Rimediare a queste due occasioni mancate sarebbe stato facile inserendo un cast di personaggi unici e irripetibili. Ma anche qui, mio malgrado, non si è riusciti nel proprio intento. Molti di essi, infatti, sono abbastanza stereotipati, a partire da Yuuko che, come hanno già giustamente osservato, è la copia spiccicata di Mio. Nagi, poi, è la solita meganekko un po’ maliziosa e, come se non bastasse, è ossessionata dalla dieta, argomento che non ho mai potuto soffrire negli anime, dove tutte le ragazze sono disegnate sempre magrissime. Anche i personaggi secondari, come Yutaka o Miporin, non brillano per originalità. Tuttavia, c’è da dire che Run e Tooru sono quelle meglio riuscite: la prima, pur essendo Yui Hirasawa copiata e incollata, fa certe facce e uscite che non lasciano indifferenti; nella seconda, invece, è da ammirare l’affetto che prova nei confronti della suddetta amica, da cui allontana gelosamente maschi e femmine ogni qualvolta ne ha l’occasione. Ma la vera rivelazione di quest’anime è, a mio avviso, Satou-sensei: un infermiere sui generis, che ha un insolita “cotta” per la fronte di Run. Già questo basta per far capire quanto sia bizzarro, tant'è che ho riso tutte le volte che è apparso. Insomma, il personaggio più originale a parer mio, che mi avrebbe fatto piacere vedere di più.

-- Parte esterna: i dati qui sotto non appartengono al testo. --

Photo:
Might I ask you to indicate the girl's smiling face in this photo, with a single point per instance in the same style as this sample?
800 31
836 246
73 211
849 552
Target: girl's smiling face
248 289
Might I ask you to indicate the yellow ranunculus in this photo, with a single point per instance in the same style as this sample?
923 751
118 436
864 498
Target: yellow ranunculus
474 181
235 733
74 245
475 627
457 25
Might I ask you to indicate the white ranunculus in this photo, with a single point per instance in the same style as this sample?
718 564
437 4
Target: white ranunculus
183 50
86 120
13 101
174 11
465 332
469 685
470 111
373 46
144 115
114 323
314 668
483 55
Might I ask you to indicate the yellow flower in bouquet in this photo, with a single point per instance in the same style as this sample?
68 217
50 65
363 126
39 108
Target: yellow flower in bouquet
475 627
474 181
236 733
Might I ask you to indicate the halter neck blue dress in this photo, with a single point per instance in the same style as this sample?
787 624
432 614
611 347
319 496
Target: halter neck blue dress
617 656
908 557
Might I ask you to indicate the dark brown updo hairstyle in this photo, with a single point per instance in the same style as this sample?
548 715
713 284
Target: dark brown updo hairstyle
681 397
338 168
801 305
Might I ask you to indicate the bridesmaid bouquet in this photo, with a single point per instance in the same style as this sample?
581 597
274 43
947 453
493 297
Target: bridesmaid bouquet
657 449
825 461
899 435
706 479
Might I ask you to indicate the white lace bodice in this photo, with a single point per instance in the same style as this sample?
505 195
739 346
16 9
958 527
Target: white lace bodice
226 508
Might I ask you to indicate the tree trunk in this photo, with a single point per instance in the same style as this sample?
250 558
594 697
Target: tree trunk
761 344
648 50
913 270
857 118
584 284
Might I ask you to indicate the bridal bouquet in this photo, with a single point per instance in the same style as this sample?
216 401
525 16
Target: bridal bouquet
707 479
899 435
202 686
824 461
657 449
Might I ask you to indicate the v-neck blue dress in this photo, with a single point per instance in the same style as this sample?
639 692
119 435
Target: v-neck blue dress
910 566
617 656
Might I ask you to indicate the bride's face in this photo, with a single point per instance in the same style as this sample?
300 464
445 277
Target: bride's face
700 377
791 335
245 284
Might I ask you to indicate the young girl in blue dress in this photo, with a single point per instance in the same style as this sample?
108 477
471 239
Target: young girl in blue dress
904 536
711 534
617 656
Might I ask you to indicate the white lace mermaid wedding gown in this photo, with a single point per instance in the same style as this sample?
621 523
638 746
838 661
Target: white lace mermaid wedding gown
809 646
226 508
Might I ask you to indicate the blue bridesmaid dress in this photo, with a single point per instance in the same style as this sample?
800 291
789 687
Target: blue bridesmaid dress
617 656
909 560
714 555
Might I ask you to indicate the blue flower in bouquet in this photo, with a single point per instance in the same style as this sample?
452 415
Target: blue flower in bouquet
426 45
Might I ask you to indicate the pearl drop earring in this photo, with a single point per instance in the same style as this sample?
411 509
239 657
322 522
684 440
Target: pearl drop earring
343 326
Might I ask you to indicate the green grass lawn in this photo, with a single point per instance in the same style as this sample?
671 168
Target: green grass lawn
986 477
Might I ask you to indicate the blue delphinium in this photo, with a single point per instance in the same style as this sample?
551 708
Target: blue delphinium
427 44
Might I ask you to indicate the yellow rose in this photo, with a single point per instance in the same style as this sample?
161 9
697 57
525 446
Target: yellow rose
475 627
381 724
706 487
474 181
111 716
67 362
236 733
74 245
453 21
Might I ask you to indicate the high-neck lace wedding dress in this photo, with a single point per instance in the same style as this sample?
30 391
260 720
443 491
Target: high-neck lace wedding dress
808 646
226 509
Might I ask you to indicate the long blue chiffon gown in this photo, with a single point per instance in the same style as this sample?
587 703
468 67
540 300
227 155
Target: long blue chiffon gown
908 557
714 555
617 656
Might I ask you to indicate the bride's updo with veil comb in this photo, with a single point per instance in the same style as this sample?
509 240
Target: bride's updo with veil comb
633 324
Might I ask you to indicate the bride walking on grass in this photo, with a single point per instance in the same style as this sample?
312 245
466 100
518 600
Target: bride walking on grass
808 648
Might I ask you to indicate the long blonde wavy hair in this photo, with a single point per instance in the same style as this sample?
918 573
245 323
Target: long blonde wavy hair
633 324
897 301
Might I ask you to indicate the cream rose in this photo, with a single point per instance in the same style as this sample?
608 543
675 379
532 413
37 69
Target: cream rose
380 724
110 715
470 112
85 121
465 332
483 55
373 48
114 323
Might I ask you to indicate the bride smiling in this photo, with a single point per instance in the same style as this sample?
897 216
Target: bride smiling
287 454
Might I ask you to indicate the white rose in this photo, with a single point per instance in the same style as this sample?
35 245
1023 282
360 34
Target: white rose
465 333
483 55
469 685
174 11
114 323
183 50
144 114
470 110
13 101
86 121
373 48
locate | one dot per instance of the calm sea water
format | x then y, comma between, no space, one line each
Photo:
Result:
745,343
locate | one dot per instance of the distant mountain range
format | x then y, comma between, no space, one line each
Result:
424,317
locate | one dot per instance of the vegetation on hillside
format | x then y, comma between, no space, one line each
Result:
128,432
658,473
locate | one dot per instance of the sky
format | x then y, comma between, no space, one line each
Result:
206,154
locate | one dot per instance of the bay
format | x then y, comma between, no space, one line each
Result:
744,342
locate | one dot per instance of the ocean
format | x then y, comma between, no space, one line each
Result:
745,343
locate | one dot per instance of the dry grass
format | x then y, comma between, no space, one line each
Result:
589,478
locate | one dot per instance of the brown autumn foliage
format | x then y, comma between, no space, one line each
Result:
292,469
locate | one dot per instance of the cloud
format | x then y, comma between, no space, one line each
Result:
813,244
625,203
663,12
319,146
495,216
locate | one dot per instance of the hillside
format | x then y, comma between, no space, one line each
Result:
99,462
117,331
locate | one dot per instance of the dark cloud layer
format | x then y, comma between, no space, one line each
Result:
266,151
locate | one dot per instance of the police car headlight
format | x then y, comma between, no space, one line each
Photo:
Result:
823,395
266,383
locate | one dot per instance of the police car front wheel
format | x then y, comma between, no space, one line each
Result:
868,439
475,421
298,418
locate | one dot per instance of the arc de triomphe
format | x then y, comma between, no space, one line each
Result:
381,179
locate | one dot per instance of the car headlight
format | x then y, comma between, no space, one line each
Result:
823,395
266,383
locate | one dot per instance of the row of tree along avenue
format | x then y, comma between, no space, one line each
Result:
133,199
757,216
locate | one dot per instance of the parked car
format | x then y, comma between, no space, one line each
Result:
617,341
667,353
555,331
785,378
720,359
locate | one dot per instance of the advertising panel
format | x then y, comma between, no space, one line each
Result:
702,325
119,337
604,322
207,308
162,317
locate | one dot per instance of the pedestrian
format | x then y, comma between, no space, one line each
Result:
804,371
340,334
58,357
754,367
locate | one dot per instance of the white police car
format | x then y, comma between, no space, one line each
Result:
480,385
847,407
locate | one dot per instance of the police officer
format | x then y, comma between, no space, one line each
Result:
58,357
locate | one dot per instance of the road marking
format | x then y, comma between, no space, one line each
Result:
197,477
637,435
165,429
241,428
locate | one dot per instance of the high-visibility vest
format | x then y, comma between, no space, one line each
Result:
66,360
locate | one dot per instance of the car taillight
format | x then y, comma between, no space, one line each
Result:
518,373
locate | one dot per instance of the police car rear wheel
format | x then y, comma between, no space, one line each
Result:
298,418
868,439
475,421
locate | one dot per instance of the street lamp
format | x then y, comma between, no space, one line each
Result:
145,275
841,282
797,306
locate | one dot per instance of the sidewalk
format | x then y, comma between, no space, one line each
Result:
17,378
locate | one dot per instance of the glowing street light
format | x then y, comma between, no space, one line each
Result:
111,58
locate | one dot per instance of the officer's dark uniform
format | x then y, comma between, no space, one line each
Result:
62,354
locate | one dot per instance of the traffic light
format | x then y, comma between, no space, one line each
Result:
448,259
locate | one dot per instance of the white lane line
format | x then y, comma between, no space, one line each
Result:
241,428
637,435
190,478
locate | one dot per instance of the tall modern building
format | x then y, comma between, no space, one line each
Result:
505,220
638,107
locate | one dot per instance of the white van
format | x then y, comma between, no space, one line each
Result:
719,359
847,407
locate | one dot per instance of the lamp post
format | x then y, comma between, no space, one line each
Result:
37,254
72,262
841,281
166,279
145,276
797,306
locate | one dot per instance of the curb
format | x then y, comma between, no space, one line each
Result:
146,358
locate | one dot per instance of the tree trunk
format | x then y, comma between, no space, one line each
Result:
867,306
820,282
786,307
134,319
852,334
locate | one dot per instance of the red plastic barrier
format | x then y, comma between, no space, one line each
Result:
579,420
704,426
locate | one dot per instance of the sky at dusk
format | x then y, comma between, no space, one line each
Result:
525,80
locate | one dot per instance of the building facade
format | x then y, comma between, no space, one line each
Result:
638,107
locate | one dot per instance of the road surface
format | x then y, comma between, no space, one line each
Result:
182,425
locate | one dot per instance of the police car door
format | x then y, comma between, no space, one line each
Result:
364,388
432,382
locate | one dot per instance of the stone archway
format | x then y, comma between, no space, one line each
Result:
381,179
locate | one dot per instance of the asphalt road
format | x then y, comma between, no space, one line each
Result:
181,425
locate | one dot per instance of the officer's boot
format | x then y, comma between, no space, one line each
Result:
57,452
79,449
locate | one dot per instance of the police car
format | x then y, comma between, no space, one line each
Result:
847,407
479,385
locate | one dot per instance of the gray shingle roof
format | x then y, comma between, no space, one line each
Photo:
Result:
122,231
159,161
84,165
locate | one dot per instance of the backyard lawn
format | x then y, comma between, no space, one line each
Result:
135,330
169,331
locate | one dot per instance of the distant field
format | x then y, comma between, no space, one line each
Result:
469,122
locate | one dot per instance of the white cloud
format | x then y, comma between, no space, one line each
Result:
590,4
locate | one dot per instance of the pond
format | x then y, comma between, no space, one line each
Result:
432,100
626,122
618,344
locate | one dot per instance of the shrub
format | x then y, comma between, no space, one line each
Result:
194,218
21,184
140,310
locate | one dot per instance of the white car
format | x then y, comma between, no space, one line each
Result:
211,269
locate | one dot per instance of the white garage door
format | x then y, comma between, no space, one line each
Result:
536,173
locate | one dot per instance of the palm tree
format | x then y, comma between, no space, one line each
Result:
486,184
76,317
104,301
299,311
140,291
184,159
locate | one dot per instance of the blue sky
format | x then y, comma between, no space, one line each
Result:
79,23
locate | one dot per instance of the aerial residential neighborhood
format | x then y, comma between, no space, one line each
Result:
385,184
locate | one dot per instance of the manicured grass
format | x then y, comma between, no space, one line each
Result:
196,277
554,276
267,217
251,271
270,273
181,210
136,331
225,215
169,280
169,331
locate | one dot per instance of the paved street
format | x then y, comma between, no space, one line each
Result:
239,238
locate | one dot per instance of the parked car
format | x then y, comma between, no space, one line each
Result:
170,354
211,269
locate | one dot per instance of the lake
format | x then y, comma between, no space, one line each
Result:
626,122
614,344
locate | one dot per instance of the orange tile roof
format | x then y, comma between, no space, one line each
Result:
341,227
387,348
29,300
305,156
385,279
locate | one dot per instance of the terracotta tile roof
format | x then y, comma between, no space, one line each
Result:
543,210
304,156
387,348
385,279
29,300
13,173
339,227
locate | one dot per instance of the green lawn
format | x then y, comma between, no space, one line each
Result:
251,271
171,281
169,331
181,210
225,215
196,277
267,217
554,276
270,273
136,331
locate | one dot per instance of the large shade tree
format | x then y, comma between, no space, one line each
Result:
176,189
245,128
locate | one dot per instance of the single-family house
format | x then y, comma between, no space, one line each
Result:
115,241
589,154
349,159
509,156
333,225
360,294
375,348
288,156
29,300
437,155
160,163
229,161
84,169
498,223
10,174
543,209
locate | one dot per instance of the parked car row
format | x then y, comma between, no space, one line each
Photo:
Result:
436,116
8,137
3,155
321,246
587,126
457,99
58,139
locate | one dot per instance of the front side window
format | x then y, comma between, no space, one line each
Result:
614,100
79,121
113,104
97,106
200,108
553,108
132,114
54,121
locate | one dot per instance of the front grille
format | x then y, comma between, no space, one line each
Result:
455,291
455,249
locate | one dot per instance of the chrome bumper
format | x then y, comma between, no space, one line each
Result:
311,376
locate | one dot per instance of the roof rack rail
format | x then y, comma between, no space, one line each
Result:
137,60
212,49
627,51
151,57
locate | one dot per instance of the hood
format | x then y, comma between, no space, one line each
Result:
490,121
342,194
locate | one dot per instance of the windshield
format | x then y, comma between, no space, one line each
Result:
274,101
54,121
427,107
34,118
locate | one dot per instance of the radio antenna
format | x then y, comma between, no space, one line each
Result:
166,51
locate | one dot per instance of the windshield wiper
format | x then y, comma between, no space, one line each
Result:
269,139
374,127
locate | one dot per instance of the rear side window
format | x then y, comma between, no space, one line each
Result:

Per quanto riguarda il lato tecnico, le animazioni sono davvero ottime, così come i fondali, realizzati in modo impeccabile (piccola perla, anche se può sembrare una cosa banalissima, è la targhetta di vetro trasparente posta sopra la porta delle classi). Il character design è abbastanza semplice e strizza l’occhio a quello di "Lucky Star", ma è sempre ben curato (anche se, a volte, le gambe di Tooru mi sono sembrate degli stuzzicadenti). Le ost sono orecchiabili e chi adora le canzoncine un po’ moe (non io, purtroppo) avrà il piacere di sentire un insert song per ogni episodio. Davvero bella, però, è sicuramente l’opening, non solo per la canzone, ma soprattutto per la sequenza d’apertura molto creativa.
In conclusione, “A Channel” è un opera che non riesce a trovare una risposta alla domanda “Perché dovrei guardare questo e non altri anime dello stesso genere?”, a causa della premessa originale inesistente e degli sketch poco divertenti, sebbene abbia un buon comparto tecnico e qualche personaggio che riesce a conquistare. Voto: 5 e mezzo.